# Honey bottles in car



## JWPalmer (May 1, 2017)

FrankBarbee said:


> I sell honey at work. Would they be safe in the car in the parking lot?


Sure they will be safe. Where do you park your car?


----------



## JWPalmer (May 1, 2017)

Ok, so my attempt at humor fell flat. I would not keep honey in a car. On a sunny, but not even hot day, the interior temperature can easily climb into the 130° range. Not good for the plastic jars or the raw honey you intend to sell.


----------



## FrankBarbee (Aug 20, 2016)

That is what I thought..


----------



## edzkoda (Aug 9, 2014)

JWPalmer said:


> Ok, so my attempt at humor fell flat. I would not keep honey in a car. On a sunny, but not even hot day, the interior temperature can easily climb into the 130° range. Not good for the plastic jars or the raw honey you intend to sell.


Good answer, as a matter of fact so was the first, needed a little humor


----------



## missybee (Sep 6, 2014)

I have left honey in the car, forgetting to pull it out after the market. Temp in the car who knows, but horrible hot,we were in the 90's, but the honey in the bottles was only around 120, used my instant on temperature gauge. It was in there most of the day. Packed tight into boxes. Surprised me it was that cool. 
No problem picking up the bottles, not hot enough to burn the hands.


----------



## edzkoda (Aug 9, 2014)

missybee said:


> I have left honey in the car, forgetting to pull it out after the market. Temp in the car who knows, but horrible hot,we were in the 90's, but the honey in the bottles was only around 120, used my instant on temperature gauge. It was in there most of the day. Packed tight into boxes. Surprised me it was that cool.
> No problem picking up the bottles, not hot enough to burn the hands.
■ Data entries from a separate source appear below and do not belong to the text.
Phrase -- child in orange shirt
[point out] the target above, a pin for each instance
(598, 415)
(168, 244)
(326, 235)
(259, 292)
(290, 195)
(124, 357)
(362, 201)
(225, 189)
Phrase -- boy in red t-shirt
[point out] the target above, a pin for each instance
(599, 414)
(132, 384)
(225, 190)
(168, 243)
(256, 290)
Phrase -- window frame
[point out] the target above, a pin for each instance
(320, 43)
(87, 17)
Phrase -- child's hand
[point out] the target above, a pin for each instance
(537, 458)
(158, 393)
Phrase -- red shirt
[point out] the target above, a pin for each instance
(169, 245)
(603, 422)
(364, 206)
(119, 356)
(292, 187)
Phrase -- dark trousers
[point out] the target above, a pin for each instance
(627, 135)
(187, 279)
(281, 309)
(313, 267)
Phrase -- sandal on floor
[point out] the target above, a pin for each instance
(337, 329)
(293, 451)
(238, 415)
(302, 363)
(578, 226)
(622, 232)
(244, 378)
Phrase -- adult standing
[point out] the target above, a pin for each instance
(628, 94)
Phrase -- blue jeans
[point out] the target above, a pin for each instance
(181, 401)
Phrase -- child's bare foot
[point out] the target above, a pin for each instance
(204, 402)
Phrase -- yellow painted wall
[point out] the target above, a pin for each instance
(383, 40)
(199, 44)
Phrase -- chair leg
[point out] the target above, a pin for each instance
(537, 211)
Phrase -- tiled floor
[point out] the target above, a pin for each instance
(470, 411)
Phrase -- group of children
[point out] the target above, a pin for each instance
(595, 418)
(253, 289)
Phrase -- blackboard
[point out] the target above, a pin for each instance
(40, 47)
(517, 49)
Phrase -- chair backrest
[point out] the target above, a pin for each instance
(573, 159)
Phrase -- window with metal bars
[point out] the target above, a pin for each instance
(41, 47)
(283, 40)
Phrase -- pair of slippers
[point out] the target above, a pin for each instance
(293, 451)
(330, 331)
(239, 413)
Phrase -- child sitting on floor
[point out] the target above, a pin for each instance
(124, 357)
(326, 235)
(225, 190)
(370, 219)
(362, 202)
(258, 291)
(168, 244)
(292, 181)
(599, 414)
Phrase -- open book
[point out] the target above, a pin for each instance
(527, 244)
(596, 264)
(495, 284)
Is it possible that the the fact they were packed in tight boxes somewhat insulated them?


----------



## Butler101 (May 13, 2017)

I put it in a good quality cooler and although the car is hot the jars of honey stay slightly above room temperature. I pull the cooler when I get home and set it in the house with AC. The trick is finding the right sized cooler.


----------



## missybee (Sep 6, 2014)

edzkoda said:


> Is it possible that the the fact they were packed in tight boxes somewhat insulated them?


Maybe, it was the normal boxes the plastic bottles come in. The lids were all open. Just each box full of bottles. If the honey was over 115 I would think that you would feel a burning pain. I had no problem handling the bottles, even the metal lids on a few glass bottles. It just felt warm. And it was a all day sunny day. I remembered them around 430p or so. The market was the evening before, night temps were sitting in the mid 70ish


----------



## missybee (Sep 6, 2014)

After the above discussion, I decided to do a quick check. 

I did a test today, one 2 lb plastic jar placed in the car this am, outside temperature got to 88f, full sun. The inside of the car was reading over 140f.

The honey around 10am was 99f, around noon it was 105f, around 4pm it was 115, that was as high as it went. The bottle was in the back of my car and I know the sun also hit it. 

I was using my instant on thermometer also cross tested with a glass thermometer.


----------



## Alex Madsen (Aug 26, 2018)

You can keep the honey in a lunch cooler. It will have enough thermal mass to stay close to room temperature.


----------



## GregB (Dec 26, 2017)

I would not actually worry of the honey heat "spoiling" in a car.
At least it should be qualified and conditional.

Honey (as liquid) has enough thermal capacity; it will take LONG time before it will gain the same temperature as the air around it (air is much weaker heat conductor then water, to compare).
For sure not quickly (several hours in direct sun).

Even more sure not to worry if you do some simple steps to insulate the honey (a couple of blankets on the top; a cardboard box; a foam box/cooler).
If you can park in shade or under cover, even less of an issue.

I kept honey supers (under a blanket) in full sun for better extraction and did not loose sleep.
Not a problem.


----------